Crédit immobilier à taux variable: les contestations
Tout savoir sur les contestations des dossiers de crédit immobilier à taux variables…
Le nombre de contestations de contrats de crédit immobilier à taux variables recensé par l’Afub (Association des usagers de la banque) s’élève désormais à 500.
Les clients de ces contrats ont en effet souscrit un crédit immobilier à taux variable et refusent d’endosser la hausse des taux prévue par leur contrat.
La révision des taux de leur crédit immobilier est contestée par ces emprunteurs qui, face à la complexité de leur contrat, n’ont pas compris, prévu ou anticipé que les taux variables pourraient atteindre un tel niveau.

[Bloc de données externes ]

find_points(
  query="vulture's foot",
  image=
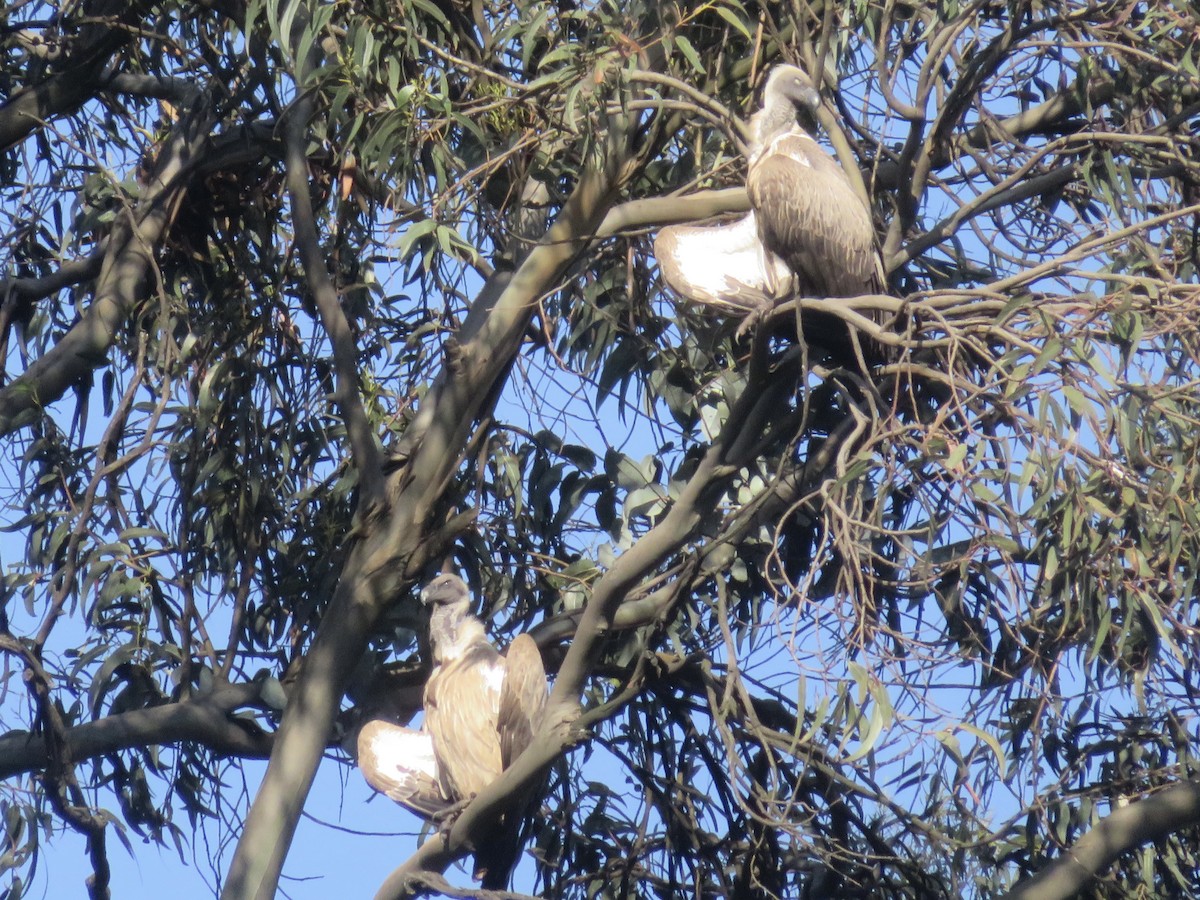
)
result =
(447, 816)
(753, 319)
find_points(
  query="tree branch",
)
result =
(65, 91)
(364, 447)
(1150, 820)
(127, 264)
(203, 719)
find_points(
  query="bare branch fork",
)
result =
(559, 732)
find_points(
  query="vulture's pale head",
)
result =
(447, 592)
(792, 84)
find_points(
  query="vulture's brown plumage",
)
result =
(809, 234)
(807, 211)
(481, 711)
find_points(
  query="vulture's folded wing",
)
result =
(810, 217)
(522, 697)
(462, 702)
(721, 265)
(400, 762)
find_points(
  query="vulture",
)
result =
(808, 234)
(400, 762)
(481, 711)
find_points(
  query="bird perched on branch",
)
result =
(481, 711)
(808, 235)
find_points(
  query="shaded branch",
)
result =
(65, 91)
(364, 445)
(202, 719)
(394, 551)
(1143, 822)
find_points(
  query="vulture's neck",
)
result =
(453, 630)
(777, 117)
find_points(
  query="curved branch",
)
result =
(1150, 820)
(203, 719)
(127, 264)
(559, 730)
(394, 551)
(364, 448)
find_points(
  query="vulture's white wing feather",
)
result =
(400, 763)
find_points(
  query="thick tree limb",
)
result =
(671, 210)
(203, 719)
(127, 264)
(65, 91)
(1143, 822)
(558, 732)
(364, 447)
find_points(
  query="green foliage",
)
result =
(936, 624)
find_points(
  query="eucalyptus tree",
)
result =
(303, 301)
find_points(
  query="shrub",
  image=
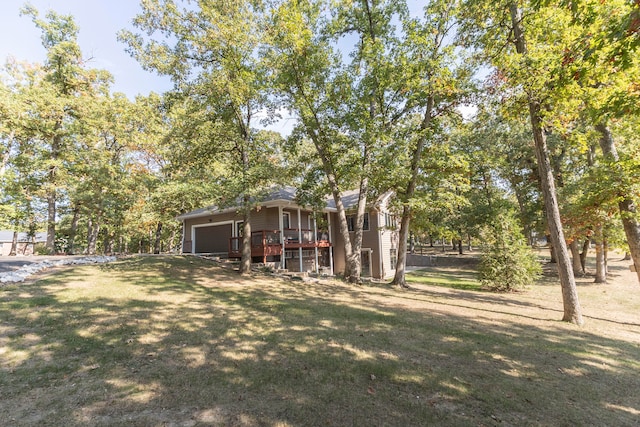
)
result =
(507, 263)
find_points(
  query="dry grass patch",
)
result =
(181, 341)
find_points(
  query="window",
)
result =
(390, 221)
(286, 220)
(394, 257)
(351, 222)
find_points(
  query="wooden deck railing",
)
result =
(266, 243)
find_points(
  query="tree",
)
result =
(436, 84)
(526, 59)
(209, 50)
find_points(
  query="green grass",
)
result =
(180, 341)
(456, 279)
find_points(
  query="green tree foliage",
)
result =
(507, 263)
(210, 52)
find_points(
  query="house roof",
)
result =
(283, 195)
(7, 236)
(275, 196)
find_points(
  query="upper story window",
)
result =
(390, 221)
(351, 222)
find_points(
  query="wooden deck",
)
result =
(265, 243)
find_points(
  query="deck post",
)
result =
(281, 224)
(300, 239)
(264, 247)
(331, 243)
(315, 242)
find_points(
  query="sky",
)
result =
(99, 22)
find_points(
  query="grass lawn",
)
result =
(179, 341)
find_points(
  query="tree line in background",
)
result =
(376, 90)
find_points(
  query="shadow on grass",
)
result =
(177, 341)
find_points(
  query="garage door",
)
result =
(213, 238)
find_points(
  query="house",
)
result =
(297, 238)
(25, 244)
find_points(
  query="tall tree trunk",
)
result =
(575, 257)
(245, 260)
(585, 251)
(627, 206)
(7, 155)
(51, 221)
(601, 272)
(172, 239)
(156, 243)
(399, 277)
(56, 145)
(92, 236)
(572, 310)
(74, 230)
(14, 244)
(552, 250)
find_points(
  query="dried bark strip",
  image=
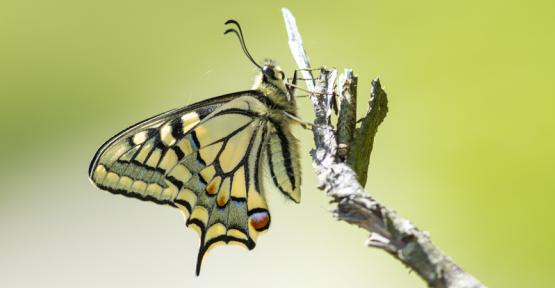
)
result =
(397, 236)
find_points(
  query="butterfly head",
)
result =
(271, 81)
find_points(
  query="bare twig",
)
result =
(389, 232)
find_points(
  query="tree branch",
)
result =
(332, 163)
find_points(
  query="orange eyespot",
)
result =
(260, 220)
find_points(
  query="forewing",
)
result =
(203, 159)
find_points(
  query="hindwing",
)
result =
(207, 160)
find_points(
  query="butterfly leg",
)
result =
(304, 124)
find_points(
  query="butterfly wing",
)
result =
(206, 160)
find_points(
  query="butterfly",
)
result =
(214, 160)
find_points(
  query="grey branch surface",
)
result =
(340, 159)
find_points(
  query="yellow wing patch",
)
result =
(208, 163)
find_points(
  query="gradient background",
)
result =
(466, 152)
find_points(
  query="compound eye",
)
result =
(269, 72)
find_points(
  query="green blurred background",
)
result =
(466, 151)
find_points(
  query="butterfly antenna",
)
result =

Les emprunteurs se croyaient protégés par un plafond, or certaines clauses concernant le plafond ou cap n’ont pas toujours été bien comprises.
Certains établissements tels le CIC ont déjà engagé des négociations avec leurs clients afin de leur proposer des taux fixes au niveau du marché pour leur crédit immobilier.
Les banques spécialisés en crédit immobilier, sont les plus embarrassées par cette polémique sur les taux variables, dans la mesure où pour certaines de ces banques ce sont les trois quarts de leur production qui sont réalisés avec des taux variables.
Les banques généralistes ont plutôt une production inverse et le relèvement des taux a plutôt tendance à diminuer la production de crédits immobiliers à taux variables.
Actuellement, les incertitudes qui pèsent sur le marché immobilier n’incitent pas les emprunteurs à opter pour des taux variables.
Les banques se défendent des contestations de leurs clients dans la mesure où elles allongent dans un premier temps la durée de remboursement avant d’augmenter dans certains cas exceptionnels la mensualité du crédit immobilier. Elles rappellent que la situation est loin d’être dramatique comme aux Etats-Unis.
De plus, il existe une clause qui permet à chaque emprunteur de passer d’un taux variable à un taux fixe. Le risque est cependant de figer le taux à un niveau élevé dans la mesure ou ce changement est définitif : l’emprunteur ne peut plus revenir à un taux variable.
Plus que jamais il apparaît essentiel de bien lire un contrat de prêt et de demander toutes les explications nécessaires à une bonne compréhension des différentes clauses.